If the Buckeyes had gotten a No. 5 seed, there was a chance their first game in the tournament would be in Spokane, Wash., or San Diego — three of the four No. 5 seeds are set to play in those locations, three time zones away. The other option was Orlando, Fla., but Matta joked that playing in California wouldn’t have been a problem because of the chance to get away from the seemingly never-ending brisk Ohio weather.
“San Diego’s so nice,” Matta said with a laugh. “But no, I always say that’s why I chose an indoor sport.”
If the Buckeyes are under-seeded, they aren’t alone, national columnist for CBSSports.com Gregg Doyel said, because No. 4-seeded Louisville was another team who got the shaft by the Selection Committee.
“Not only is Louisville a four, if they play Wichita State in the Sweet Sixteen, that will be in Indianapolis,” Doyel said in an interview with The Lantern Sunday, referring to the unbeaten Shockers, who are the No. 1 seed in the Midwest region. “That’s an hour from Louisville. That’s an hour away. That’s a home game for Louisville. A No. 1 seed should never play a road game against a four seed. Ever.
“(But) first of all, if Louisville can be a four, (OSU) can definitely be a six.”
The matchup between the Buckeyes and No. 11 Flyers is the lone one between schools from the same state in either the first or second round of the NCAA Tournament. That, Doyel said, is “crazy.”
“I’m not a big believer in conspiracy theories with the Selection Committee and all that, but this game is just one of many,” Doyel said, referring to potential third-round matchups between teams from bordering states.
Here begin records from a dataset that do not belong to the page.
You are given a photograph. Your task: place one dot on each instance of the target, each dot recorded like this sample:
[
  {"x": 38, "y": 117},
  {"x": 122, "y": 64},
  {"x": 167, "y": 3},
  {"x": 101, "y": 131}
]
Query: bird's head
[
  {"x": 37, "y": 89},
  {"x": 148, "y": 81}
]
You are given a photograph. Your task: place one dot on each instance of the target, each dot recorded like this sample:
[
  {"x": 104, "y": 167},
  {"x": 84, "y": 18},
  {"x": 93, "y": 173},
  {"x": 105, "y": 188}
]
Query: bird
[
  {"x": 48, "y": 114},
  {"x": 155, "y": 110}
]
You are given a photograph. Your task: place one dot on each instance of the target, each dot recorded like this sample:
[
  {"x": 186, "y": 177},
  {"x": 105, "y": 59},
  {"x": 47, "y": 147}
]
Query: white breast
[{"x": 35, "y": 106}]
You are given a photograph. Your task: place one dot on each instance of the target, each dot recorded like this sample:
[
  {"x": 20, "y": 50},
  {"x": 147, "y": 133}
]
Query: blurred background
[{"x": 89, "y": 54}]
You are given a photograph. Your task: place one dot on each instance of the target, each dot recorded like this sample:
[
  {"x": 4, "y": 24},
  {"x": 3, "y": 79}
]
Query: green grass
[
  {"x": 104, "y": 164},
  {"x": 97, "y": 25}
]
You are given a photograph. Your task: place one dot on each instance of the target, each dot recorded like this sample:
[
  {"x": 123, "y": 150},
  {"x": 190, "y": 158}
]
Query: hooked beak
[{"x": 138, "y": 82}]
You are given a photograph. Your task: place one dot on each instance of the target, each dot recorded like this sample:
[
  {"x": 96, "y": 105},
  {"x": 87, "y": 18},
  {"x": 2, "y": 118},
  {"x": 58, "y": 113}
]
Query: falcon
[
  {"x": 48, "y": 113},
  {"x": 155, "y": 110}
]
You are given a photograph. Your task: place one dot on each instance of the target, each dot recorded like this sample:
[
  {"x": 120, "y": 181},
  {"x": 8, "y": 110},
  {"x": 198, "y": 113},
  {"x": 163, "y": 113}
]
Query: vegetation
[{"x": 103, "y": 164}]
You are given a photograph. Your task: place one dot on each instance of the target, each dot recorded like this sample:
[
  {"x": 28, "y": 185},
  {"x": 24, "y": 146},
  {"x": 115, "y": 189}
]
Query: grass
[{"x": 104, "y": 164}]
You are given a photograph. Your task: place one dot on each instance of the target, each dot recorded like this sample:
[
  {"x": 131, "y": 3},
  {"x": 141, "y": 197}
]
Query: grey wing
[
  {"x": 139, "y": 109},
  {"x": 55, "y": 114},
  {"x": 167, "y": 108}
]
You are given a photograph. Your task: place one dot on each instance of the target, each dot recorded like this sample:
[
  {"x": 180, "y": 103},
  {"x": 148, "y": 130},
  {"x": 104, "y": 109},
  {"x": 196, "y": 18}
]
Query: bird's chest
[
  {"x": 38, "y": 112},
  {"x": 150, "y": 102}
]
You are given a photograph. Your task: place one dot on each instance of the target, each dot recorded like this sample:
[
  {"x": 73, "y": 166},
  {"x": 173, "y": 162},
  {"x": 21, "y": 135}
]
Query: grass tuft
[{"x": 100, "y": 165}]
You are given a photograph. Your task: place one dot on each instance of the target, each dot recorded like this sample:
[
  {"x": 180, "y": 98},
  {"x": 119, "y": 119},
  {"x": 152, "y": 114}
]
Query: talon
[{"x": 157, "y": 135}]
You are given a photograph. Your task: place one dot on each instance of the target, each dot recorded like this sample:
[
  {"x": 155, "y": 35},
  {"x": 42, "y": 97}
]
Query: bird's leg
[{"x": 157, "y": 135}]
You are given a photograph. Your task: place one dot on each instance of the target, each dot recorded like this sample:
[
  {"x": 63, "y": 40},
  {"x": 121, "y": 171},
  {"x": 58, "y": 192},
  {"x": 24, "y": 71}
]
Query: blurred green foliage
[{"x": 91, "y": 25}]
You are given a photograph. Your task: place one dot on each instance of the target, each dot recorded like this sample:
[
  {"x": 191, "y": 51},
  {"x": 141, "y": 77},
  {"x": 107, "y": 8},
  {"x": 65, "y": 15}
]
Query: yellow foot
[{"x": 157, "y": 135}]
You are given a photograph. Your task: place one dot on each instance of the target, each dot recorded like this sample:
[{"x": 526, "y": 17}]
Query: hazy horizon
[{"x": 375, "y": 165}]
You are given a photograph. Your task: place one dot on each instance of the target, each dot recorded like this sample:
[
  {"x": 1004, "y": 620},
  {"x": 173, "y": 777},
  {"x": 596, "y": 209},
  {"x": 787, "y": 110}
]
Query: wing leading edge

Among these include how Creighton would take on Nebraska and Kansas State facing Wichita State if all teams survive and advance, which could make it seem like the Selection Committee chose those seed in the interest of television ratings or other rivalries, instead of each team’s tournament résumé. But in the case of Dayton and OSU, Doyel believes the advantage will be on the Flyers’ side.
“The emotional advantage will be Dayton’s,” Doyel said. “But I think in this case, you always give the edge to the underdog, try to knock off Big Brother … that’s not just winning a tournament game — that’s making history. If Ohio State wins, they’ve won the first round game. If Dayton wins, that’s school history.”
After learning of his team’s whereabouts and adversary, Matta didn’t stick around long to see more of the bracket. The Buckeyes are in the same region as traditional powers Florida, Kansas and UCLA, but Matta’s not concerned about that.
“I know we got Dayton, Syracuse and Western Michigan. That’s all I saw,” Matta said. “I don’t even know where, if we win games, where we go, to be honest with you.”
If the Buckeyes do get past Dayton Thursday —tipoff is set for 12:15 p.m., they are favored to take on Syracuse, the No. 3-seed, which wouldn’t be easy for them, Doyel said.
“I just don’t think they’re all that good. But they can’t beat Syracuse in the (third) round. Syracuse is going to say, ‘Hey, shoot threes,’” Doyel said. “Well, Ohio State can’t shoot threes.”
The Buckeyes are shooting 32.6 percent on 3-pointers this season, which is just good enough to tie for 262th in the country out of 351 teams. Opponents have shot 34.6 percent against Syracuse’s 2-3 zone defense this year, though.
“I just hope I see it, to be honest with you,” Matta said of the defense. “We need a good three-day prep for Dayton. I have seen Syracuse play, but haven’t started to break them down in terms of that yet.”